Letter to Minister Morneau regarding pharmacare

PAN’s voice joined over 150 national and provincial organizations co-signing a letter to Minister Morneau asking for the necessary commitments for pharmacare in this year’s federal budget.
“The majority of Canadians voted for pharmacare in the 2019 election. We are counting on
your government to fulfill its promise to Canadians.”
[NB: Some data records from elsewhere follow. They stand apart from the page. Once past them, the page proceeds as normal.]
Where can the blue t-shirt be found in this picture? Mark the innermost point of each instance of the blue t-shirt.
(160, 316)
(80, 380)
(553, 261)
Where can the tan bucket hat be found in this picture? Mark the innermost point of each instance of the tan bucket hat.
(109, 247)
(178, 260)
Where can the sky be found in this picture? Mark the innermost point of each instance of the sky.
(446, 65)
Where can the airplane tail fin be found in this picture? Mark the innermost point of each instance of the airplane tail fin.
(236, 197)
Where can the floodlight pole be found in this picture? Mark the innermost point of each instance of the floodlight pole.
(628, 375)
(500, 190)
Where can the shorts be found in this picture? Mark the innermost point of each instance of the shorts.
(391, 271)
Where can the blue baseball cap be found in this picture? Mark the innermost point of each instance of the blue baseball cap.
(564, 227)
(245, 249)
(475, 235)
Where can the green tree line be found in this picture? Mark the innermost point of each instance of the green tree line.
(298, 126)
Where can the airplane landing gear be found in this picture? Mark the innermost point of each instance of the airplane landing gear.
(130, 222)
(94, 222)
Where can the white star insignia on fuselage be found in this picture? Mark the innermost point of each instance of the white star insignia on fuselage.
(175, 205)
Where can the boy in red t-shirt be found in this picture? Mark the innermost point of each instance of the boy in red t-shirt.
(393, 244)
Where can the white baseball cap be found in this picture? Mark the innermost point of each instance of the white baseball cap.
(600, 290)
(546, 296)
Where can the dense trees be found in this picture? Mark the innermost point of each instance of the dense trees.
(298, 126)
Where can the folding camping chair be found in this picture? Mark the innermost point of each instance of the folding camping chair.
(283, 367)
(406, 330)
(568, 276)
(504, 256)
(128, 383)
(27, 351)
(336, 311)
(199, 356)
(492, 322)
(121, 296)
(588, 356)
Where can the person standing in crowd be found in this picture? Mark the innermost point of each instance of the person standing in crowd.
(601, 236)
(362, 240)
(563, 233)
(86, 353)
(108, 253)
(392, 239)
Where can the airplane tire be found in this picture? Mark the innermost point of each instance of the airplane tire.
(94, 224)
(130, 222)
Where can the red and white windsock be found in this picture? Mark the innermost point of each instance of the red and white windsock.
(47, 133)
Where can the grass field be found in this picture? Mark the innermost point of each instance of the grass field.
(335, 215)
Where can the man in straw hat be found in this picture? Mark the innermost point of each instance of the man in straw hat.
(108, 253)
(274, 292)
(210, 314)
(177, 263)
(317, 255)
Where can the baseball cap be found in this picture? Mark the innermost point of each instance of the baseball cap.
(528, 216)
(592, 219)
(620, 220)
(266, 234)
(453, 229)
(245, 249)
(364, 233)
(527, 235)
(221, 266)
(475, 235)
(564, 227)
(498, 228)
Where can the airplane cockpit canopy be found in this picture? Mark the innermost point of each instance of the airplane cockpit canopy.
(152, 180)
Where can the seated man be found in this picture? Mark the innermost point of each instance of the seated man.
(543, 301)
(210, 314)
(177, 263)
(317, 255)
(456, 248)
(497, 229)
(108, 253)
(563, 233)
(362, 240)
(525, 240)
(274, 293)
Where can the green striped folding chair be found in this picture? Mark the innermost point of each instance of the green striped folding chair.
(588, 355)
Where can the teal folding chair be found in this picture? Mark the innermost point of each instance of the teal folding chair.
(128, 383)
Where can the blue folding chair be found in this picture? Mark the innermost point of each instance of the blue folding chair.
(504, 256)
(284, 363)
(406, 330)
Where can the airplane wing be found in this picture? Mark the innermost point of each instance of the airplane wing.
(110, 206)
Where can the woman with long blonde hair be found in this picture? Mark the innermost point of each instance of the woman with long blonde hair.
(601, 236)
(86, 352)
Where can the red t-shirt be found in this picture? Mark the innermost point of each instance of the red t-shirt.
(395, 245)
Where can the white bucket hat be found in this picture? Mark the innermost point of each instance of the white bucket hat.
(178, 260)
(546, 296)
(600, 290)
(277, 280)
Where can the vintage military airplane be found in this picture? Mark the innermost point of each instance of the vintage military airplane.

Letter to Minister Dix regarding World AIDS Day Announcement

“We write in the wake of your December 1st, 2019 World AIDS Day Announcement. There is much to celebrate about the record low cases of HIV and AIDS in BC. We applaud your government’s decision to expand public funding for pre- and post-exposure prophylaxis medication. We applaud the continued resourcing of the treatment as prevention approach, and the critical work of Dr. Julio Montaner and his colleagues at the BC Centre for Excellence. We are mindful, however, that these are shared successes, attributable to the work and efforts of countless individuals and numerous agencies and organizations across the province – many on the front lines of our communities. Staff and volunteers of community-based organizations – many of them people living with HIV – have made key contributions across the continuum of care, supporting efforts to test and treat and link people to care.

We want to underscore the importance of not losing momentum. We are concerned about the current lack of a comprehensive provincial strategy vis-à-vis HIV and AIDS in this province.”